Of the nearly one hundred works in the Met exhibition, many, if not most, were expressly created to flatter the vanity of the duke, his family, and his friends. This flattery took a very specific form, one that, collectively, was unique in European art. Almost by definition, the ambition of portraiture in the middle years of the sixteenth century was to communicate some version of superb, aristocratic elevation, enlivened perhaps—in the works of Titian, for example—by the suggestion of a deeper humanity. In the glittering, brittle surfaces of Bronzino’s art, however, any thought of such humanity is deflected, even repelled. His portrait of Cosimo’s wife, Eleanor of Toledo, presents us with a creature of alabastrine stillness, emerging from a deep blue ground in a pink bodice interwoven with pearls. In a second portrait from about ten years later, Eleanor, like a marble statue, has neither aged nor even, essentially, shifted her pose. Although her son Fran cesco, who would succeed Cosimo, stands beside her, they do not touch, and it is hard to believe, on the basis of this portrait, that they ever embraced (Fig. 8).

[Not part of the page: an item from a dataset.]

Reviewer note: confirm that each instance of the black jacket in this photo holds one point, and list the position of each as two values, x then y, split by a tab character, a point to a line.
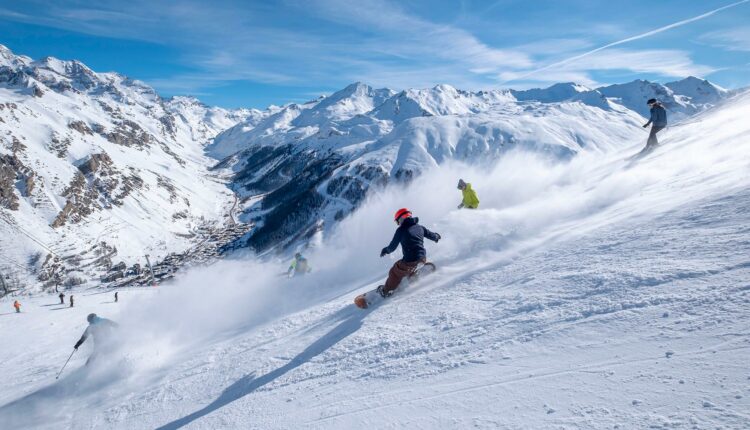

And yet, we have good reason to believe that this work more accurately captures the spirit of the painter than of his sitters. For often, beneath that veneer of emotional blockage that defines Bronzino’s art, we know—since history informs us— that there exists a core of extravagant violence. Hamlet’s observation that a man “may smile, and smile, and be a villain,” goes far to describe Cosimo’s court, where such violence was never very far below the surface. However reserved Bronzino might have been, his sitters rarely bothered to dissimulate their passions. From his great portrait of Lodovico Capponi in the Frick—with its terminal degree of sangfroid—one would never guess that the sitter nearly came to blows with an amorous rival on the high altar of San Frediano, or that he fled Florence for Rome, then Naples, then Venice, and finally Bologna due to a propensity for challenging others to duels (Fig. 7).

Fig. 7. Lodovico Capponi by Bronzino, c. 1550-1555. Oil on panel, 45 7/8 by 33 ¾ inches. Frick Collection, New York; photograph courtesy of the Frick Collection.

One painter who appears in the Met show almost as much as Bronzino is Francesco Salviati. Although a catalogue essay by one of the show’s curators, Carlo Falciani, seeks to draw a sharp contrast between these masters, as champions of the Florentine and Roman schools, respectively, in fact, many of Salviati’s works are serviceable if not especially inspired imitations of Bronzino. But at his best, in his portrait, painted on marble, of the banker Bindo Altoviti from around 1545 (Fig. 6), or in the Met’s splendid and recently acquired head of Carlo Rimbotti (Fig. 1), we encounter a mood that is present, but never explicitly, in Bronzino, one of flickering anxiety, of emotional disturbance. This mood characterizes mannerist portraiture more than does the cool perfection of Bronzino: indeed, it is the defining tone of Italy in the sixteenth century, when foreign mercenaries—in the pay of either the French or the Spanish—had been laying waste to the countryside and outraging its inhabitants for generations. That this undertone of disquiet and instability is a defining element of mannerist portraits has long been recognized. But although it is generally foolhardy to look for contemporary parallels and “distant mirrors” in the art of the past, it seems likely that visitors to the Met exhibition will engage with its objects in a slightly different way, and perhaps in a slightly deeper way, than they would have done only two years ago.

Fig. 8. Eleonora di Toledo and Francesco de’ Medici by Bronzino, c. 1550. Oil on panel, 45 ¾ by 37 3/8 inches. National Museum of the Royal Palace, Pisa, Italy; photograph © Haltadefinizione Image Bank, by permission of the Ministry of Cultural Activities and Heritage—Polo Museale della Toscana.

The Medici: Portraits and Politics, 1512–1570 is on view at the Metropolitan Museum of Art to October 11. The exhibition is accompanied by an illustrated catalogue published by the museum.